The film follows Omar, a second generation immigrant who cares for his alcoholic father, formerly a journalist in Bombay. His uncle has become financially successful (through less than licit means) and offers Omar the opportunity to run a laundrette for him, earn some money and build a better life. In order to do this he enlists his friend Johnny (Daniel Day-Lewis), a not quite former skinhead to help run the place. They quickly become more than friends.
The basic plot is not really the most important thing here . It really acts as a jumping off point to examine all kinds of social issues from a sympathetic point of view. Marginalization is looked at through multiple lenses. The skinheads are always circling and lurking around the laundrette, their presence exuding menace even when they are neutral. On a few occasions they are even helpful to Johnny, though we always feel the tension bubbling and are aware that the situation can go sideways at any point and that violence is always only a bigot’s impulse away. The charged atmosphere feels constantly terrifying and more than little hopeless. They hate Omar for being a foreigner and they hate Johnny for his relationship with him.

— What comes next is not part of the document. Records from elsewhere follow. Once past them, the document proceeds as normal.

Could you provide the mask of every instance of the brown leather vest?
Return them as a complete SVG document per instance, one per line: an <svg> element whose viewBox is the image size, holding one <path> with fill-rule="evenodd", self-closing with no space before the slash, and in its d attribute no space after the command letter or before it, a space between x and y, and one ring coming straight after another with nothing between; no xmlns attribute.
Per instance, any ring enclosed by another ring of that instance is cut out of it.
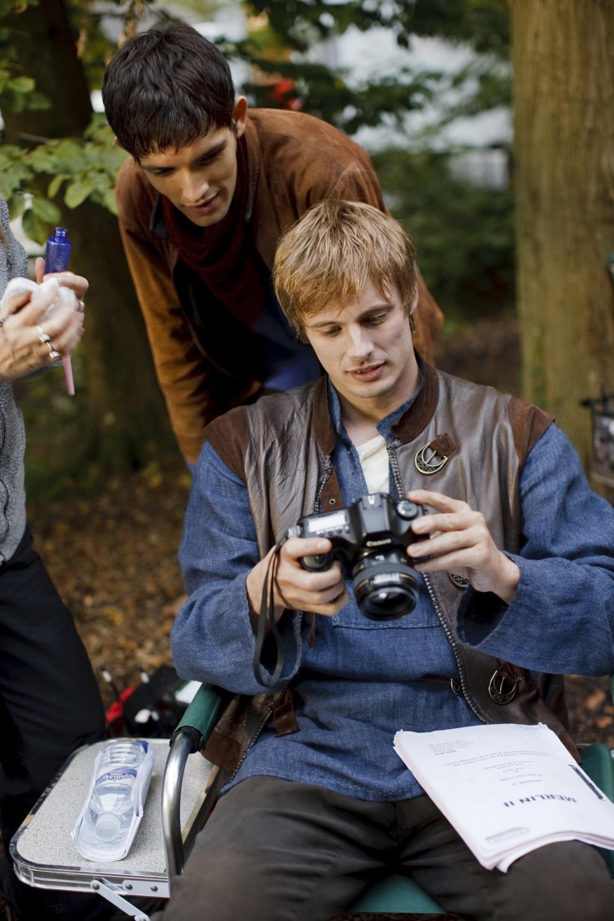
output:
<svg viewBox="0 0 614 921"><path fill-rule="evenodd" d="M421 367L421 390L395 426L396 440L388 447L400 495L421 487L462 499L484 515L501 550L517 553L520 472L551 416L492 388ZM261 556L302 515L342 507L330 462L335 433L326 378L232 410L205 434L247 485ZM456 615L467 582L461 573L458 577L453 580L442 572L425 577L458 667L459 682L450 693L464 694L486 723L546 723L577 758L561 676L528 671L458 640ZM207 757L236 771L273 711L278 731L292 731L289 692L235 698L210 740Z"/></svg>

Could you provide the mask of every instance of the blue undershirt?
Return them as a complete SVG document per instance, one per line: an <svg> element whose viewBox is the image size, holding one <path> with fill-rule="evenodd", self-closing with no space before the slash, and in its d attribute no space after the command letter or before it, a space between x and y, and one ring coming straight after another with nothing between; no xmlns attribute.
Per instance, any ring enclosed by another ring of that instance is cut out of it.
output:
<svg viewBox="0 0 614 921"><path fill-rule="evenodd" d="M347 505L368 490L332 389L330 403L337 432L333 461ZM377 425L387 442L408 405ZM461 640L527 669L608 673L614 670L614 511L590 491L575 451L553 425L527 459L520 503L515 600L501 602L492 615L460 622ZM183 677L261 693L252 673L245 589L259 559L245 484L205 444L180 550L190 599L171 637ZM475 596L474 614L482 599L492 598L466 591ZM456 678L457 666L422 577L418 604L400 620L367 620L351 594L335 617L317 617L313 647L307 642L308 618L286 614L281 626L280 686L292 688L298 732L277 737L267 725L232 785L271 775L360 799L405 799L422 789L393 751L394 733L480 722L449 681L440 680Z"/></svg>

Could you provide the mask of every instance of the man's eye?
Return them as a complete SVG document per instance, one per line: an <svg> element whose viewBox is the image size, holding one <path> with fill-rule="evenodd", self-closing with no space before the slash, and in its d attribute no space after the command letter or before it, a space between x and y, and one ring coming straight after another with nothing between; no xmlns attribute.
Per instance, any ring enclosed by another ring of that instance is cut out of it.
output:
<svg viewBox="0 0 614 921"><path fill-rule="evenodd" d="M221 153L222 153L221 150L217 150L215 151L214 154L208 154L206 157L202 157L201 166L204 167L207 165L207 163L213 163L214 160L217 159L217 157L220 156Z"/></svg>

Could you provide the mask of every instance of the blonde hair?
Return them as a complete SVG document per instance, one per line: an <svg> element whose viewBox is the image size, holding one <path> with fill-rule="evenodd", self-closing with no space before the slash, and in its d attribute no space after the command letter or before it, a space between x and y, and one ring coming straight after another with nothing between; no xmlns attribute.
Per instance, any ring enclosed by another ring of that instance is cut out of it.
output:
<svg viewBox="0 0 614 921"><path fill-rule="evenodd" d="M342 309L371 281L400 296L409 314L417 291L416 252L400 224L370 204L327 199L282 235L272 267L275 294L298 335L327 305Z"/></svg>

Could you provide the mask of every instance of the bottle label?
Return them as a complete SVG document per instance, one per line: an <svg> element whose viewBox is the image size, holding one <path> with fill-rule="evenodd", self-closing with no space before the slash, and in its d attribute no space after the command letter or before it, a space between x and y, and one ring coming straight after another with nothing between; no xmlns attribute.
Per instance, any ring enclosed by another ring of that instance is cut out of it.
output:
<svg viewBox="0 0 614 921"><path fill-rule="evenodd" d="M96 783L98 785L105 783L107 780L134 780L135 778L136 771L132 767L122 767L117 771L109 771L107 774L101 774Z"/></svg>

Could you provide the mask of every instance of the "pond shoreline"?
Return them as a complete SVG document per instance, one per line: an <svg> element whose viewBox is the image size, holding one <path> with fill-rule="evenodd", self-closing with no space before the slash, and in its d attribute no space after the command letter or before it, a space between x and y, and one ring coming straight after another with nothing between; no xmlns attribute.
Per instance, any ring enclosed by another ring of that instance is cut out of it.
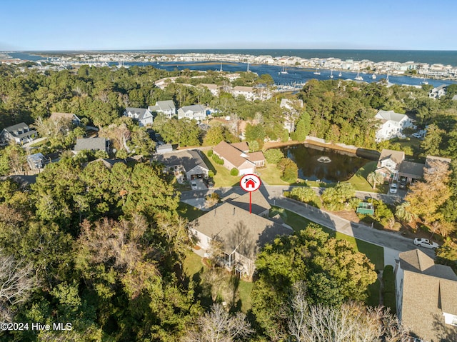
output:
<svg viewBox="0 0 457 342"><path fill-rule="evenodd" d="M331 150L340 151L353 154L355 156L366 158L367 159L378 160L379 157L379 152L376 150L371 150L367 149L358 148L356 146L349 146L348 145L341 146L339 144L326 143L319 141L316 141L318 138L310 137L307 138L304 141L298 141L296 140L292 140L286 142L277 142L277 141L268 141L263 144L263 151L268 149L279 149L281 147L287 147L294 145L308 144L315 146L324 147ZM322 140L322 139L318 139Z"/></svg>

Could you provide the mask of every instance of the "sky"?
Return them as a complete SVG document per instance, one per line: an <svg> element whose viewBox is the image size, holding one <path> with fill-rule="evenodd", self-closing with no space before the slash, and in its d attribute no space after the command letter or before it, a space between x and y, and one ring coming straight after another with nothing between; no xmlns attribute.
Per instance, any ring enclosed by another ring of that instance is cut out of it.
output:
<svg viewBox="0 0 457 342"><path fill-rule="evenodd" d="M457 1L3 0L0 51L457 50Z"/></svg>

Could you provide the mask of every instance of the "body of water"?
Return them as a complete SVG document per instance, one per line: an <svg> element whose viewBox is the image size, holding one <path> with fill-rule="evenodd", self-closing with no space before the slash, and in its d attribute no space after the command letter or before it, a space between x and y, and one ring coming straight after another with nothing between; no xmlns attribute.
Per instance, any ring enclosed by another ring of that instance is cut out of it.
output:
<svg viewBox="0 0 457 342"><path fill-rule="evenodd" d="M308 181L345 181L370 161L353 154L313 145L293 145L281 150L296 163L298 177Z"/></svg>
<svg viewBox="0 0 457 342"><path fill-rule="evenodd" d="M46 51L46 54L51 53L70 53L70 51ZM72 51L76 52L76 51ZM107 51L106 51L107 52ZM214 54L253 54L253 55L266 55L269 54L273 56L297 56L302 58L327 58L330 56L341 58L341 59L353 59L354 60L370 59L373 61L406 61L414 60L420 61L409 57L421 57L423 59L424 62L441 63L443 64L457 65L457 51L398 51L398 50L281 50L281 49L268 49L268 50L142 50L142 51L118 51L110 52L137 52L137 53L154 53L154 54L185 54L189 52L201 52L201 53L214 53ZM18 58L29 61L38 61L43 59L43 57L37 56L34 54L39 54L39 51L18 51L8 52L8 54L13 58ZM373 56L377 56L373 58ZM347 57L347 58L346 58ZM428 60L428 59L431 59ZM451 63L453 61L452 63ZM173 70L219 70L222 63L222 69L224 71L239 72L247 70L248 64L246 63L231 63L231 62L218 62L211 61L211 63L205 63L202 61L196 62L164 62L158 64L157 63L130 63L125 62L126 66L146 66L152 65L158 69L163 69L168 71ZM116 63L111 63L116 64ZM302 84L307 81L316 79L318 80L325 80L330 79L330 70L321 69L320 75L315 75L315 70L304 69L303 68L288 67L288 74L281 74L282 71L281 66L268 65L268 64L249 64L249 70L256 72L259 75L263 74L270 74L276 84L293 84L296 83ZM356 76L356 72L342 71L341 76L339 76L339 71L333 72L333 79L353 79ZM377 82L382 79L386 79L387 75L376 75L376 79L371 78L371 74L361 73L360 76L366 82ZM390 83L394 84L407 84L411 86L420 86L425 80L429 84L433 86L438 86L442 84L455 84L456 81L438 80L432 79L421 79L415 77L409 77L405 76L392 76L389 75L388 80Z"/></svg>

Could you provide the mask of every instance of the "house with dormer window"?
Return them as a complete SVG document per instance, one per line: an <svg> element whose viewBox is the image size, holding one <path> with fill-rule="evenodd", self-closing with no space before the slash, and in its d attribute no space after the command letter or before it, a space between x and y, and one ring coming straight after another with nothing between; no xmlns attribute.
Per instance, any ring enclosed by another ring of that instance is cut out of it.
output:
<svg viewBox="0 0 457 342"><path fill-rule="evenodd" d="M31 129L24 122L6 127L0 132L0 145L8 145L11 143L23 145L36 139L36 131Z"/></svg>
<svg viewBox="0 0 457 342"><path fill-rule="evenodd" d="M451 267L415 249L400 253L395 268L398 320L416 341L455 341L457 276Z"/></svg>

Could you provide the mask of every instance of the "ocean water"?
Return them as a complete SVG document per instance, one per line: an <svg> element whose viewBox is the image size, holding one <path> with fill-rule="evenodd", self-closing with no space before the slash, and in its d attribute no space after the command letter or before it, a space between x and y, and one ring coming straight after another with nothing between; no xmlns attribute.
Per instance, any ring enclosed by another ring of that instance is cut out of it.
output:
<svg viewBox="0 0 457 342"><path fill-rule="evenodd" d="M33 54L40 51L12 51L9 53L14 58L36 61L39 56ZM71 53L81 51L42 51L49 53ZM303 59L329 57L342 60L353 59L361 61L368 59L373 62L392 61L398 62L414 61L416 63L441 64L457 66L457 51L421 51L421 50L342 50L342 49L195 49L195 50L110 50L105 52L137 52L145 54L174 54L191 52L224 54L248 54L253 56L269 55L273 57L282 56L297 56ZM30 54L32 54L31 55Z"/></svg>
<svg viewBox="0 0 457 342"><path fill-rule="evenodd" d="M56 53L71 53L76 51L46 51L46 54ZM107 51L106 51L107 52ZM457 51L398 51L398 50L287 50L287 49L268 49L268 50L124 50L110 52L136 52L136 53L154 53L164 54L186 54L189 52L214 53L214 54L253 54L253 55L271 55L273 56L296 56L302 58L327 58L335 57L341 59L353 59L354 60L369 59L373 61L422 61L425 63L433 64L441 63L443 64L457 65ZM16 51L8 52L13 58L26 59L29 61L37 61L43 59L42 57L35 54L39 51ZM452 63L451 63L452 61ZM111 63L116 64L117 63ZM203 64L199 62L164 62L160 64L156 63L125 63L126 66L146 66L152 65L156 68L163 69L168 71L184 70L219 70L221 64L219 61L214 61L213 64ZM222 62L222 68L224 71L238 72L247 70L247 64ZM321 69L321 75L314 75L314 70L307 70L302 68L288 67L288 74L281 74L282 68L281 66L266 65L266 64L250 64L249 70L258 74L269 74L274 82L278 84L293 84L295 83L304 83L310 79L325 80L330 79L330 70ZM356 73L350 71L342 71L341 76L338 76L339 71L333 71L333 79L353 79ZM376 79L373 79L370 74L361 73L363 81L366 82L377 82L382 79L386 79L387 75L377 75ZM427 79L429 84L438 86L441 84L457 84L455 81L438 80ZM423 79L413 78L404 76L389 75L389 82L394 84L407 84L411 86L420 86Z"/></svg>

Aside from the homophobia and racism Omar and Johnny face, there is also the constant pull of classism. One of the more interesting elements about the film is that Johnny faces this from Omar’s family. He is clearly looked down on by Omar’s uncle and cousin Salim for not having money. It’s a clever way to have Johnny share in the feeling of being unwelcome and distrusted and goes a long way to building his bond with Omar. It is the inclusion of extra layers like this that add so much depth to the narrative and make it feel authentic despite the fact that it is somewhat fantastical in its construction.
The score is fantastic and Frears makes some editing choices that are admirable in their audaciousness (although not always entirely successful). This is a slick and stylish movie on the right side of a lot of social issues that reinforces my opinion that Stephen Frears deserves a higher place in the pantheon of top tier directors than he is usually credited with. This one is well worth a look.